CLUZH submission for VarDial 2017 Workshop Task "German Dialect Identification" (GDI)
This repository contains the code and data for reproducing our approach as described in our EACL 2017 VarDial Workshop Paper and Poster.
Prerequisites for running the code under Linux/MacOS:
- our tested environment: Anaconda 4.3.0 with Python 3 https://www.continuum.io/downloads and Keras 1
- wapiti command line tool https://wapiti.limsi.fr
- make
Steps to reproduce our results
Execute all commands from the top directory of GDI-task-2017 directory.
-
python3 lib/generate_cross_validation_data.py
- populates the directory
./cv.d
with data splits - creates the first global split into
test.tsv
andtrain.tsv
used for the LSTM experiments (no cross-validation there) - creates the cross-validation data splits using
train.tsv
as input: test_N.tsv and train_N.tsv (0 <= N <= 9)
- populates the directory
-
make -f run2.mk target
- train and evaluate all folds of CRF run 2 using wapiti
-
python3 lib/dataprep_runs1and3.py
- populates the directory
preprocessed_data.d
- create all the models and output for runs 1 (Naive Bayes) and 3 (NB, SVM, CRF ensemble) (using the results of run 2)

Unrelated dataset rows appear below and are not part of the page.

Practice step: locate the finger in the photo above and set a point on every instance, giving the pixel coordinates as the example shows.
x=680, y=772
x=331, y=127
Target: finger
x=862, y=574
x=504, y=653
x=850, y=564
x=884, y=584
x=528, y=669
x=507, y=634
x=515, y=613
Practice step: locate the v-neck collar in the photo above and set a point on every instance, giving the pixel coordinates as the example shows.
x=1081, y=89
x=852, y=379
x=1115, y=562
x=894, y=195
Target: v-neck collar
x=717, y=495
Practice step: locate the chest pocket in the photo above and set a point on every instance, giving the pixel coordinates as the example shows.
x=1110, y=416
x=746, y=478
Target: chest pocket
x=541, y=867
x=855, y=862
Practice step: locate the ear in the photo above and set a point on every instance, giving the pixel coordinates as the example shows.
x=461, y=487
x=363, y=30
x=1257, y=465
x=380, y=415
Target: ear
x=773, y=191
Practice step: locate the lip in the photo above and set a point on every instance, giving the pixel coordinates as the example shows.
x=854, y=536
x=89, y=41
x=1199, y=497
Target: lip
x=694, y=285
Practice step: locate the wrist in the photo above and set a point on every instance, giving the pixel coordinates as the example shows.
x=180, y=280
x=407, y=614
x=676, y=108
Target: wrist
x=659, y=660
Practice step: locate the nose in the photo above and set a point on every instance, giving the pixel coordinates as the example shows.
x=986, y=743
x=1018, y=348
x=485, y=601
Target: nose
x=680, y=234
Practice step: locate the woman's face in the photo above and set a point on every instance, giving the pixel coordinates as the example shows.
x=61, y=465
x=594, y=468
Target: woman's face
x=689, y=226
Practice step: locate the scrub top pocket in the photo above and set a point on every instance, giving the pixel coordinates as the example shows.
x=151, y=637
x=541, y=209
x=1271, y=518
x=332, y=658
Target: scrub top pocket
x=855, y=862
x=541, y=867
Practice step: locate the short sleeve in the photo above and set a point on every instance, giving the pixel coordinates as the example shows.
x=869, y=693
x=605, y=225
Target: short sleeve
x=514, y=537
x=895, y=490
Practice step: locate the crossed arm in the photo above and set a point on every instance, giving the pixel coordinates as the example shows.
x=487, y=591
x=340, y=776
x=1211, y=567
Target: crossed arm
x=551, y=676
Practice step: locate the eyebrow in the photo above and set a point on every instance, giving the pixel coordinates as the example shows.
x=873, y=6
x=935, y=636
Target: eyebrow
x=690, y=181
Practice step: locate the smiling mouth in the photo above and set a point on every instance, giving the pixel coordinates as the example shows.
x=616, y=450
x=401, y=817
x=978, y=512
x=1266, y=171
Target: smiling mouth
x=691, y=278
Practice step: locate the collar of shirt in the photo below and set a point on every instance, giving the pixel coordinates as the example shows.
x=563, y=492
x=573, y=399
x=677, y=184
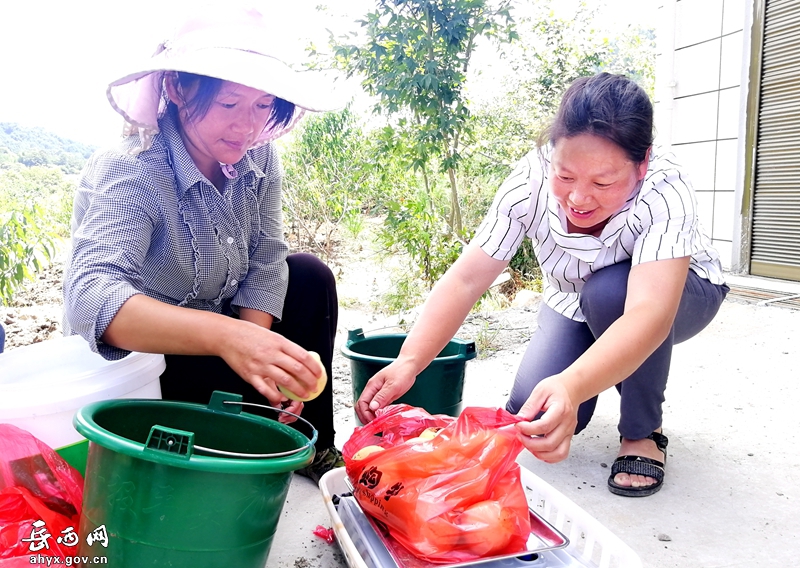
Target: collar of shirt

- creates the data variants (augmented data, replacements) for the LSTM models
- populates the directory
-
for var in model+charrep+augm model+charrep-augm model-charrep+augm model-charrep-augm ; do python3 lib/LSTM_models_emb.py $var ; done
- trains 4 different LSTM models with character embeddings as described in the paper
- takes some hours on non-GPUs
-
for var in model+charrep+augm model+charrep-augm model-charrep+augm model-charrep-augm ; do python3 lib/LSTM_models_no_emb.py $var ; done
- trains 4 different LSTM models without character embeddings as described in the paper
- NOTE: This script seems to have problems when run on CPU. Therefore, GPU needed for now.